Edouard Manet
Edouard Manet was a French painter whose work inspired the impressionist style, but who refused to so label his own work. His far-reaching influence on French painting and the general development of modern art was due to his portrayal of everyday subject matter; his use of broad, simple color areas; and a vivid, summary brush technique.
Manet was a member of an aristocratic family, and his father, a government official, only reluctantly countenanced his son's avowed intention of becoming a painter. After completing his academic studies and failing in a half-hearted attempt to win a commission as a naval officer, Manet studied painting under Thomas Couture and later traveled (1856) to Holland, Germany, Austria, and Italy to visit art collections. His early works, such as The Spanish Guitarist (1860; Metropolitan Museum of Art, New York City), reveal a debt to Diego Velazquez and Francisco de Goya, but they also display the two-dimensional directness that would mark Manet's more controversial paintings.
Once he moved away from Spanish subjects and the general influence of baroque art to explore themes that gave a quick and vivid sense of the passing social scene -- a street singer coming out of a cafe, gatherings of people in the Tuileries gardens -- he embarked on a series of provocative challenges to the official Salon art of the day. The first of these unconventional works was the Dejeuner sur l'Herbe (1862; Musee d' Orsay, Paris), refused by the Salon of 1863 but given a showing that year when the outcry about the rejection of experimentalist works led to a special exhibition to accommodate them, the famous Salon des Refuses. Although Manet manifested his admiration for past art by basing the Dejeuner poses on Marcantonio Raimondi's print (c.1525-30) after Raphael's lost cartoon for the Judgment of Paris, the general public was shocked both by the bohemian candor of the subject matter and by the very summary way in which the brushwork suggested lighting and textures. The painting looks unfinished and gives the impression of an informal moment captured as if by a camera -- features that would serve as a stimulus to the younger impressionists.
Manet again caused public scandal with his Olympia (1863; Musee de Orsay) a candid presentation of a courtesan posing naked on her bed. The homage paid here to Titian's famous Venus of Urbino (c.1538; Uffizi Gallery, Florence) only aggravated the outcry created by the suggestive props accompanying the nudity and by the use of bright color-patches that are juxtaposed without any graded transitions of modeling.
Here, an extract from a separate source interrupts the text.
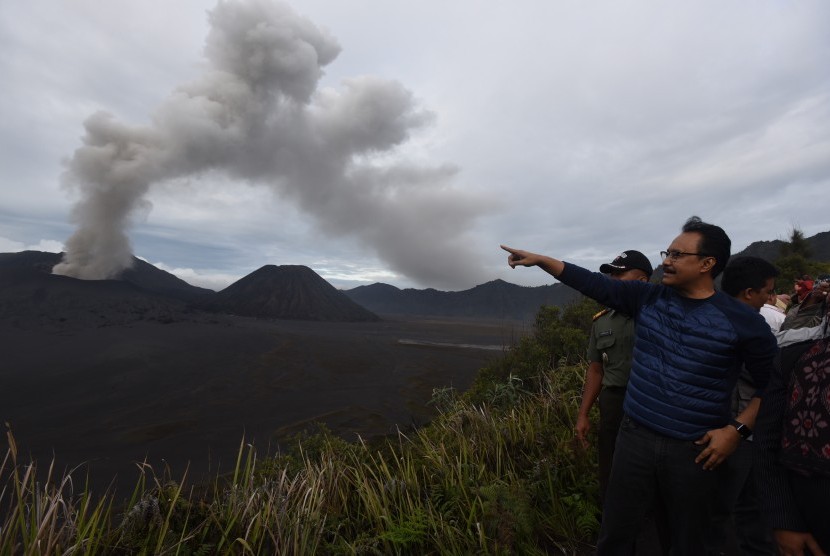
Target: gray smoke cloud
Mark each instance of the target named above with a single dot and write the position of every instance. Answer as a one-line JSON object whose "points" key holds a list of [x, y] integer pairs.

Manet's thoroughly unconventional treatment of traditional subjects represents a turning point in modern painting. Even more than the proponents of realism, led by Gustave Courbet, Manet devalued the importance of what was painted in favor of stressing the process by which a painting was created. His later works ranged in subject matter from beach and outdoor subjects to city scenes, all of which he rendered with increasingly free brushstrokes and bolder use of color and light. Although he maintained close contacts with the emerging impressionists, his predilection for strong black-and-white contrasts and his feeling for clear outlines kept him outside the mainstream of impressionism. The crowning masterpiece of his last years, A Bar at the Folies-Bergere (1881-82; Courtauld Institute Galleries, London), acknowledges the triumph of impressionism in its use of quick, vibrant strokes to enhance the fall of light onto textures and surfaces, but it also testifies to Manet's personal, inventive brilliance in the way in which different aspects of visual experience are combined in startling and illogical ways. By the time of his death, in 1883, Manet had passed from being the abomination and source of outrage of mid-19th-century French art to being recognized widely as a pioneer of the modern movement in painting.